Sometimes other alphabets are also used, such as the "Tadzikowy muster" (for the National Dictation Contest of the Silesian language) or the Polish alphabet, but writing in this alphabet is problematic as it does not allow for the differentiation and representation of all Silesian sounds.
Silesian has recently seen an increased use in culture, for example:
- online news and information platform (founded in January 2018): Wachtyrz.eu.
- TV and radio stations (for example: TV Silesia, Sfera TV, TVP Katowice, Slonsky Radio, Radio Piekary, Radio Silesia, Radio Fest);
- music groups (for example: Jan Skrzek, Krzysztof Hanke, Hasiok, Dohtor Miód, FEET);
- theatre (for example: Polterabend in Silesian Theatre);
- film (for example: Grzeszny żywot Franciszka Buły ("The Sinful Life of Franciszek Buła")
- books (for example, the so-called Silesian Bible; poetry: "Myśli ukryte" by Karol Gwóźdź)
- teaching aides (for example, a Silesian basal reader)
Bilingual sign in Katowice (Katowicy): Polish Kwiaciarnia ("florist") and Silesian Blumy i Geszynki ("flowers and gifts"). The latter also exemplifies the Germanisms in Silesian (cf. German Blumen und Geschenke).
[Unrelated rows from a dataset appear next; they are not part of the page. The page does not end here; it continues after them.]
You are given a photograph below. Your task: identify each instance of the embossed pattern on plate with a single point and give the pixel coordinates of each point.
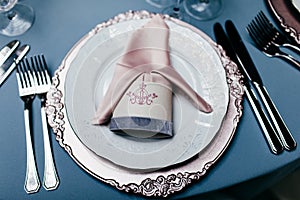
(172, 179)
(191, 56)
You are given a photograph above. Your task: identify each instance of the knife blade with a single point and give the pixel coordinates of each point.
(253, 75)
(10, 64)
(7, 51)
(270, 135)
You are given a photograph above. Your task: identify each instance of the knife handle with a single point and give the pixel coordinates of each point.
(273, 140)
(286, 137)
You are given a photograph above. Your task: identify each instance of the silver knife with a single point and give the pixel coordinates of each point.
(273, 140)
(7, 51)
(10, 64)
(252, 73)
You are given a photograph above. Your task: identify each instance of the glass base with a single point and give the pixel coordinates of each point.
(176, 12)
(16, 21)
(203, 9)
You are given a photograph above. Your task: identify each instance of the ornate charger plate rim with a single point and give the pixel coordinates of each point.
(159, 183)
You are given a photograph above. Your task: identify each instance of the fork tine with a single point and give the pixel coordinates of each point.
(45, 69)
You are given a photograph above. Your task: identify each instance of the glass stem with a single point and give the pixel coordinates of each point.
(11, 14)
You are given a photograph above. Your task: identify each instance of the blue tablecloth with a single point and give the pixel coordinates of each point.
(58, 26)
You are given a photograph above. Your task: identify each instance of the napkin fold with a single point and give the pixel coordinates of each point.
(139, 97)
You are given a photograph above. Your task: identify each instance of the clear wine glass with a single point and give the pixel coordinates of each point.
(161, 3)
(15, 19)
(175, 10)
(203, 9)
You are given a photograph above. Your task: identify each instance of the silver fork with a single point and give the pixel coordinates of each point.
(274, 35)
(27, 93)
(43, 83)
(266, 46)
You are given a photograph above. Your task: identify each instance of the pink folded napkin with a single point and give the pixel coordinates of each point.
(143, 80)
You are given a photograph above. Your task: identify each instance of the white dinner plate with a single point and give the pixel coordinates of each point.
(90, 74)
(81, 81)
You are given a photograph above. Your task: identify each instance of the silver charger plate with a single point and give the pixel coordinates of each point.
(64, 116)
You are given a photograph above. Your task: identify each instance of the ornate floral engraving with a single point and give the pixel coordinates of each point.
(168, 182)
(141, 96)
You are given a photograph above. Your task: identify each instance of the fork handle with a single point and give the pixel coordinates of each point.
(289, 58)
(292, 47)
(50, 181)
(32, 183)
(283, 132)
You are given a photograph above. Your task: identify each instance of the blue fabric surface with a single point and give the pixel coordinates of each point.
(58, 26)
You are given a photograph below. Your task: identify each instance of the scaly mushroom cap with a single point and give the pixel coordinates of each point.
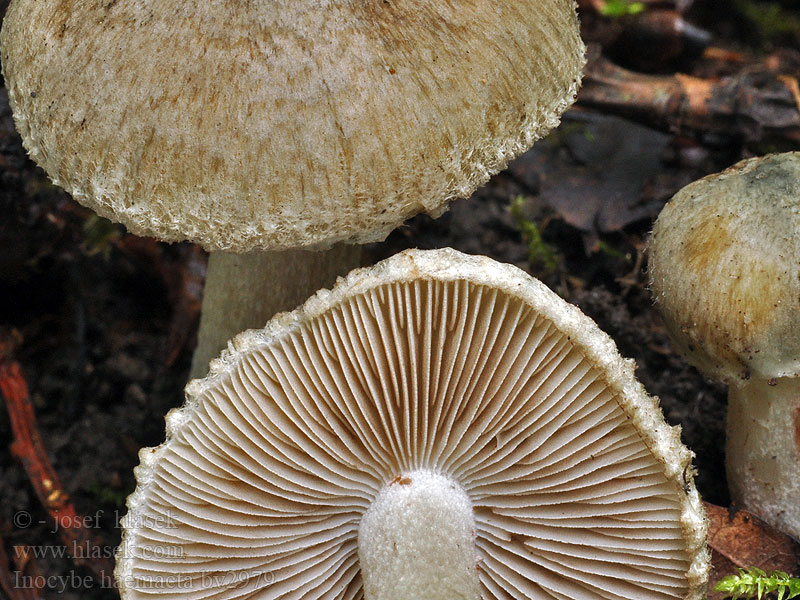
(437, 426)
(725, 269)
(284, 123)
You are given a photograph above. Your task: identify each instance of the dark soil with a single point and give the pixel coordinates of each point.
(94, 318)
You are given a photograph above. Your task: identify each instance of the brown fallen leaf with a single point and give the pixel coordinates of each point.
(740, 539)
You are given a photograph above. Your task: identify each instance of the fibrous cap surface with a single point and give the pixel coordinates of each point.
(244, 125)
(429, 365)
(725, 269)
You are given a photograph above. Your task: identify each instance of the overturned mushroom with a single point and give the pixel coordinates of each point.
(252, 126)
(437, 426)
(725, 274)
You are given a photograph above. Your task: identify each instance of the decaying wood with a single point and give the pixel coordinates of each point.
(29, 449)
(756, 105)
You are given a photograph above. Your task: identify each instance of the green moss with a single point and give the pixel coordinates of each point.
(621, 8)
(755, 583)
(768, 19)
(540, 253)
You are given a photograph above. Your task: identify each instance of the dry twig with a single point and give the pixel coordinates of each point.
(29, 449)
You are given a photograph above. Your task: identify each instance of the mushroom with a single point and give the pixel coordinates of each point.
(437, 426)
(259, 126)
(725, 275)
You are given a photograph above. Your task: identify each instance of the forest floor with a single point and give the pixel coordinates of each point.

In 2003, the National Publishing Company of Silesia (Narodowa Oficyna Śląska) commenced operations. This publisher was founded by the Alliance of the People of the Silesian Nation (Związek Ludności Narodowości Śląskiej) and it prints books about Silesia and books in Silesian language.
In July 2007, the Slavic Silesian language was given the ISO 639-3 code
On 6 September 2007, 23 politicians of the Polish parliament made a statement about a new law to give Silesian the official status of a regional language.
The first official National Dictation Contest of the Silesian language (Ogólnopolskie Dyktando Języka Śląskiego) took place in August 2007. In dictation as many as 10 forms of writing systems and orthography have been accepted.
On 30 January 2008 and in June 2008, two organizations promoting Silesian language were established: Pro Loquela Silesiana and Tôwarzistwo Piastowaniô Ślónskij Môwy "Danga".
On 26 May 2008, the Silesian Wikipedia was founded.
On 30 June 2008 in the edifice of the Silesian Parliament in Katowice, a conference took place on the status of the Silesian language. This conference was a forum for politicians, linguists, representatives of interested organizations and persons who deal with the Silesian language. The conference was titled "Silesian – Still a Dialect or Already a Language?" (Śląsko godka – jeszcze gwara czy jednak już język?).
In 2012, the Ministry of Administration and Digitization registered the Silesian language in Annex 1 to the Regulation on the state register of geographical names; however, in a November 2013 amendment to the regulation, Silesian is not included.